Introduction to Google Cloud Platform
Table of contents:
Google Cloud Platform (GCP) offers a wide range of services for securing, storing, serving and analyzing data. These cloud services form a secure cloud perimeter for data, where different operations and transformations can be carried out on the data without it ever leaving the cloud ecosystem.
GCP is a simple, yet powerful, and cost effective cloud option for building large-scale machine learning models. It boasts a rich set of products to simplify the process of performaing large-scale data analytics, model training and model deployment for inference on the cloud.
The Computational Cost of Building ML Products
- Long training times: Running a suite of an experiment on a decent CPU (e.g., a QuadCore i7, with 8GB RAM) can take upwards of 3 hours to days and even weeks for the algorithms to converge and produce a result set.
- ML modeling is iterative: This computational lag is especially dire because getting a decent result requires several iterations of experiments either to tune the different parameters of the algorithm or to carry out various forms of feature engineering to achieve the desired classifier/ model that generalizes “optimally” to new examples.

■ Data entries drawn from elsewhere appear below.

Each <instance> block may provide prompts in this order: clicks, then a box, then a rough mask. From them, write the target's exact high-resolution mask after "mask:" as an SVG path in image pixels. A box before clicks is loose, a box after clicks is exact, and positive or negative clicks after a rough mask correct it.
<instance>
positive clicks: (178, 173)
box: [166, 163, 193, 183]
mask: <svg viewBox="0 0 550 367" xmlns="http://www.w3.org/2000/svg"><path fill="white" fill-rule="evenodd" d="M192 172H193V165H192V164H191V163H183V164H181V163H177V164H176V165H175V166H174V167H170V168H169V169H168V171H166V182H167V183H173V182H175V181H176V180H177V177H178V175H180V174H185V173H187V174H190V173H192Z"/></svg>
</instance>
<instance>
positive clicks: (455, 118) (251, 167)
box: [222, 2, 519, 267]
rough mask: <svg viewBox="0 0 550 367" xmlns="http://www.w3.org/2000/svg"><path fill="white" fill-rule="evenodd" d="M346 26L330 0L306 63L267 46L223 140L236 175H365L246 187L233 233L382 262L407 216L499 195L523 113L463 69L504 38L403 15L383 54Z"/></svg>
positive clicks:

- High-performant computer hardware is expensive: On-premise high-end machines are expensive. Moreover, the technical skills required to build a cluster of commodity machines running a Spark/Hadoop cluster might be overwhelming and even sometimes a distraction from the ML task.
Why GCP?
- Technology leadership: Google is a top technology leader in the internet space with a range of top web products such as Gmail, Youtube, and Google Maps to mention just a few. The aforementioned products generate, store and process tons of Terabytes of data each day from internet users around the world.
- Taming big data: To deal with this significant data, Google have massive investments in processing and storage research and infrastructure. Google as of today boasts some of the most impressive data center designs in the world to support their computational demands and computing services.
- High-speed computation: Google Cloud Platform makes available to the public lighting fast computational speed (it is getting faster!) and high-tech storage capabilities with extremely low latency (meaning minimal delays in data transfer) and high throughput (can be naively described as the time taken to complete a job). This is all glued together by state of the art networking technology/ infrastructure.
- Ease of use: The storage and processing platform on which are built products like Gmail, Google Docs and the like, are now accessible to the public and available for everyone to utilize.
GCP Product and Service Offerings
Cloud Compute
Virtual machines running on Google’s data centers around the world. They include:
- Compute engine: virtual computing instances for custom processing.
- App engine: a cloud managed platform for developing and deploying web, mobile, and IoT app.
- Kubernetes engine: orchestration manager for custom docker containers based on Kubernetes.
- Container registry: private container storage.
- Serverless cloud functions: cloud-based functions to connect or extend cloud services.
Cloud Storage
Provide scalable and high-availability storage options for live and archival data within the cloud perimeter. Cloud storage is set-up to cater for elastic storage demands. The cloud storage products include:
- Cloud storage: general purpose storage platform).
- Cloud SQL: cloud-managed MySQL and Postgre SQL.
- Cloud BigTable: NoSQL petabyte-sized storage.
- Cloud Spanner: scalable/ high availability transactional storage.
- Cloud Datastore: transactional NoSQL database.
- Persistent disks: block-storage for Virtual Machines.
Big Data/ Analytics
Offers a range of serverless big data and analytics solutions for data warehousing, stream, and batch analytics, cloud-managed Hadoop ecosystems, cloud-based messaging systems and data exploration. The big-data services include:
- Cloud BigQuery: serverless analytics/ data warehousing platform.
- Cloud Dataproc: fully-managed Hadoop/ Apache Spark infrastructure.
- Cloud Dataflow: Batch/ Stream data transformation/ processing.
- Cloud Dataprep: serverless infrastructure for cleaning unstructured/ structured data for analytics.
- Cloud Datastudio: data visualization/ report dashboards.
- Cloud Datalab: managed Jupyter notebook for machine learning/ data analytics.
- Cloud Pub/Sub: serverless messaging infrastructure.
Cloud AI
Leverage pre-trained models for custom artificial intelligence tasks through the use of REST APIs. This is the same technoogy stack used by Google applications such as Google Translate, and Photos. Google Cloud AI services include:
- Cloud AutoML: train custom machine learning models leveraging transfer learning.
- Cloud Machine Learning Engine: for large-scale distributed training and deployment of machine learning models.
- Cloud Natural Language: extract/ analyze text from documents.
- Cloud Speech API: transcribe audio to text.
- Cloud Vision API: classification/ segmentation of images.
- Cloud Translate API: translate from one language to another.
- Cloud Video Intelligence API: extract metadata from video files.